Do not, under any circumstances, give this CD to anyone who is under a doctor's supervision and requiring bed rest. On the other hand, if you need to paint the entire house in one day (or build one) and don't mind doing the job yourself, the Mahavishnu Orchestra will gladly haul any gear or heavy construction material you need with the pure power of sound at its best-and it could move a mountain. I'll bet they don't require a ladder, either, because they know your speakers will use anti-gravity to get the job done. Crank it up and watch!
The Classic 2nd LP
Whoever says that this album sucks apparently didn't spend too much time listening to it. All of the musicians play with an intensity that I have heard nowhere else. Was "Inner Mounting Flame" more intense?
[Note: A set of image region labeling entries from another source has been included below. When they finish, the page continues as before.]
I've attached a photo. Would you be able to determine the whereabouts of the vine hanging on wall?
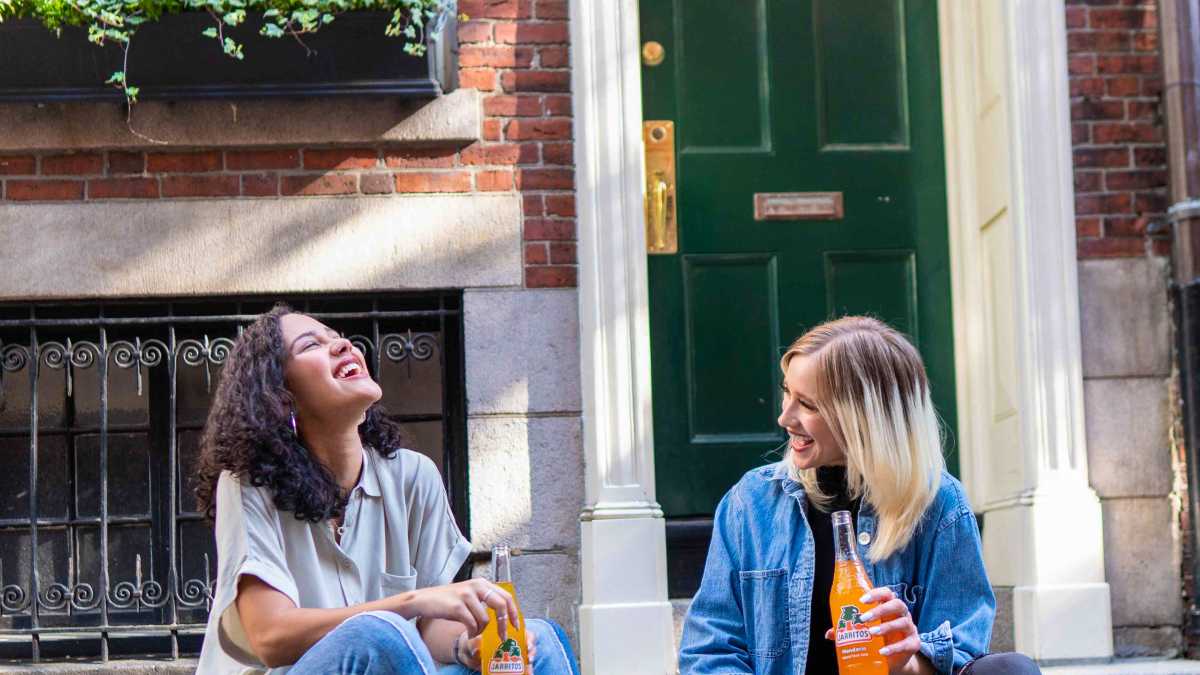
[0,0,456,106]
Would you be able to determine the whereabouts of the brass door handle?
[642,120,679,255]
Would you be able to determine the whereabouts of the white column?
[570,0,676,675]
[941,0,1112,662]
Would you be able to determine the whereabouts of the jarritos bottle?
[829,510,888,675]
[479,544,529,675]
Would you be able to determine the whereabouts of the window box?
[0,12,457,102]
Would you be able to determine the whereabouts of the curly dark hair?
[196,304,404,522]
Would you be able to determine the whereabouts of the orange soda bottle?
[479,544,529,675]
[829,510,888,675]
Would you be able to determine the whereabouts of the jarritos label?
[487,638,524,673]
[834,604,872,647]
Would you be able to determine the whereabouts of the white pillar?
[570,0,676,675]
[940,0,1112,662]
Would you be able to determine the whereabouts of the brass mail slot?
[754,192,842,220]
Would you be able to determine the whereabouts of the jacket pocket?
[738,568,788,658]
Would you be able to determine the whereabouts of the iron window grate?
[0,291,469,662]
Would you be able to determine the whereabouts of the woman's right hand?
[406,579,517,640]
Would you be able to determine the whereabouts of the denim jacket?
[679,462,996,675]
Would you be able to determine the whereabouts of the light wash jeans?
[287,613,578,675]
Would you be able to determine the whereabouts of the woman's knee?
[961,652,1042,675]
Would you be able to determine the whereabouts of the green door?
[641,0,956,516]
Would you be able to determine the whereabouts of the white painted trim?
[570,0,674,675]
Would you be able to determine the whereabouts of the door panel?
[641,0,955,518]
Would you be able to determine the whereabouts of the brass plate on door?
[754,192,842,220]
[642,120,679,255]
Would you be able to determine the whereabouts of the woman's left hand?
[826,586,932,675]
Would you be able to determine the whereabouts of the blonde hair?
[780,316,946,562]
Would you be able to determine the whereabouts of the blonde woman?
[679,317,1038,675]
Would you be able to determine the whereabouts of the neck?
[300,424,362,491]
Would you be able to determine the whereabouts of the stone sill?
[0,89,482,153]
[0,658,197,675]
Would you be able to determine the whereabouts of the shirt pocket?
[738,568,788,658]
[379,572,416,597]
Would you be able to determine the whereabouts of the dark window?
[0,292,467,661]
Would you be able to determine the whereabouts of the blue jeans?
[288,614,578,675]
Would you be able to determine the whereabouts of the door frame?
[570,0,1111,675]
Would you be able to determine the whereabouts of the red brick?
[1092,123,1160,144]
[1068,77,1104,97]
[1104,74,1141,96]
[1074,147,1129,168]
[88,178,158,199]
[475,169,512,192]
[526,267,578,288]
[524,217,575,241]
[517,169,575,190]
[538,47,571,68]
[359,173,396,195]
[504,119,571,141]
[146,153,221,173]
[396,171,470,192]
[458,46,533,68]
[5,180,83,202]
[546,195,575,217]
[545,96,571,117]
[1070,98,1124,120]
[241,173,280,197]
[162,174,241,197]
[496,22,570,44]
[1133,147,1166,167]
[526,241,550,265]
[541,143,575,166]
[458,68,496,91]
[533,0,568,19]
[521,195,545,217]
[0,155,37,175]
[226,150,300,171]
[1075,237,1146,258]
[1067,54,1096,74]
[484,94,541,118]
[1104,169,1166,190]
[462,143,538,166]
[108,150,146,175]
[1075,217,1100,237]
[1096,54,1159,74]
[550,241,577,265]
[42,153,104,175]
[383,148,456,168]
[1087,8,1158,30]
[458,0,533,19]
[1075,192,1133,215]
[304,148,379,171]
[458,22,492,43]
[280,173,359,197]
[1075,171,1104,192]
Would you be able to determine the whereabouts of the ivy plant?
[0,0,455,104]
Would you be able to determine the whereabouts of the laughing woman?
[197,306,575,675]
[679,317,1038,675]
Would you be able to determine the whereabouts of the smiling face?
[280,313,383,422]
[779,354,846,470]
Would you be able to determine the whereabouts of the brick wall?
[1067,0,1170,258]
[0,0,577,287]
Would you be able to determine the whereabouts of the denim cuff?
[918,621,954,675]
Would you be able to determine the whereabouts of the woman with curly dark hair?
[197,305,576,675]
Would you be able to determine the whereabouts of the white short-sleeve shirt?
[197,449,470,675]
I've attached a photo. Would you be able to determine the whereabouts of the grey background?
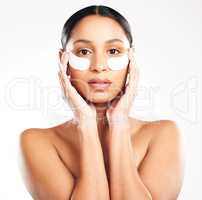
[0,0,202,200]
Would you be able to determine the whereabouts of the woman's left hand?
[106,48,139,128]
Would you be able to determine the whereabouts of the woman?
[20,6,183,200]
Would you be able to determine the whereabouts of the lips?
[88,78,112,83]
[88,79,112,90]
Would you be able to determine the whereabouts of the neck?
[94,103,109,141]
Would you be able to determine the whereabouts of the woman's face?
[60,15,130,103]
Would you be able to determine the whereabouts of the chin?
[85,90,114,103]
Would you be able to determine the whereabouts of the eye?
[109,48,120,55]
[77,49,90,56]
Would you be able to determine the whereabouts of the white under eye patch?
[69,51,129,70]
[69,51,90,70]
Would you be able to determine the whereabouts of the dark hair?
[61,5,133,49]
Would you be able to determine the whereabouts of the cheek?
[112,69,127,92]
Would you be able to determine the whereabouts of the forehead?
[69,15,129,46]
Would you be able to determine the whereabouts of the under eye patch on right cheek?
[69,51,90,70]
[69,52,129,70]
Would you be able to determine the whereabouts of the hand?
[106,48,139,129]
[58,52,96,130]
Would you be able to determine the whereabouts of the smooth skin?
[20,16,184,200]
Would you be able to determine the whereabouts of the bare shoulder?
[20,128,74,200]
[144,120,182,147]
[139,120,185,199]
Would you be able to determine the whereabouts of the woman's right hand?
[58,52,97,131]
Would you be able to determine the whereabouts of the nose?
[90,54,108,72]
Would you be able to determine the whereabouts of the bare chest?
[50,127,150,179]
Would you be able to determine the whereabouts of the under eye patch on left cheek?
[107,54,129,70]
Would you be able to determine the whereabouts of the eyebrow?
[73,38,124,44]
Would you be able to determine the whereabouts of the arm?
[20,129,74,200]
[110,120,183,200]
[109,125,152,200]
[72,124,110,200]
[139,120,185,200]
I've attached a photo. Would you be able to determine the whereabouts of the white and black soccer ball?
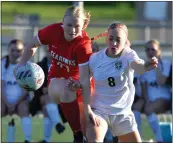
[16,62,45,91]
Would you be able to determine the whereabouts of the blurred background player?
[30,49,67,143]
[140,40,171,142]
[1,39,32,143]
[14,6,92,142]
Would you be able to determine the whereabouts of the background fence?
[1,23,172,62]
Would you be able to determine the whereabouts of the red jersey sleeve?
[76,41,92,66]
[37,23,60,45]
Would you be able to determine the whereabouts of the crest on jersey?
[115,61,122,70]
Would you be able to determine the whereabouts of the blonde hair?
[108,22,128,37]
[145,39,160,49]
[63,6,91,29]
[108,21,131,47]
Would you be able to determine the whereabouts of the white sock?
[21,117,32,141]
[147,113,163,142]
[46,103,60,126]
[7,125,15,143]
[44,117,53,142]
[133,111,142,135]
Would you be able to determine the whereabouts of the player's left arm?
[129,51,158,74]
[76,41,92,107]
[156,61,171,85]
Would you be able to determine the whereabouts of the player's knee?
[144,106,153,115]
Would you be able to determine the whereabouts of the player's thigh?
[132,97,145,112]
[78,102,86,136]
[48,78,76,103]
[86,111,108,142]
[145,98,171,114]
[111,112,141,142]
[17,99,29,117]
[1,100,7,117]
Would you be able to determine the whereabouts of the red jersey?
[37,23,92,80]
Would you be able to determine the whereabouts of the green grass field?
[1,116,157,142]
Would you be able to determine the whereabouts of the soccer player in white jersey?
[1,40,32,143]
[142,40,171,142]
[68,22,158,142]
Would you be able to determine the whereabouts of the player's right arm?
[14,24,54,75]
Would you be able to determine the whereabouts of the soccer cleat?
[55,123,65,134]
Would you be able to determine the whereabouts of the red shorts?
[48,79,94,102]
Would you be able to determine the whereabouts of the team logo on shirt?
[115,61,122,70]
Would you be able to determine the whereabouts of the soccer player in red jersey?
[14,6,92,142]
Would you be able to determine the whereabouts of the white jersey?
[142,59,171,101]
[89,47,141,115]
[134,73,142,97]
[1,59,23,103]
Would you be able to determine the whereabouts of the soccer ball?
[16,62,45,91]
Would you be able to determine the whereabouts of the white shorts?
[93,109,137,136]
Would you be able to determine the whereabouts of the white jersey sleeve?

Yes, but the music on that album had a much darker feel than on this album, so the band needed to generate a more ferocious sound. Frankly, I think the JAZZ on this album is more open to repeat listenings than IMF. I could hit repeat on the title track and let it run all day and not get tired of it. Jerry Goodman's violin solo in that song (and it took me quite a while to realize that it was a violin in the second solo section) blows me away every time! Billy Cobham is simply the best fusion drummer there is. It's a shame that he was never able to duplicate the musical success of "Spectrum" in the rest of his fusion catalog. Jan Hammer was an awesome keyboardist (note the "was"). Rick Laird, well, when he laid into a groove, he wasn't moving for anything; wonder what he's done since Mahavishnu! And there's nothing anyone can say about John McLaughlin. As a guitarist myself, I can tell you: this man is beyond all definition and comparison. Over the years, he has made complete 180 degree turns in his style that he just refuses to be pigeonholed. If I could play with just one quarter of his talent, I would...well, I don't know what I'd do, but a be a pretty freakin' good guitarist!
And all I'm talking about is the FIRST SONG on the album. You still have 9 more tracks to go!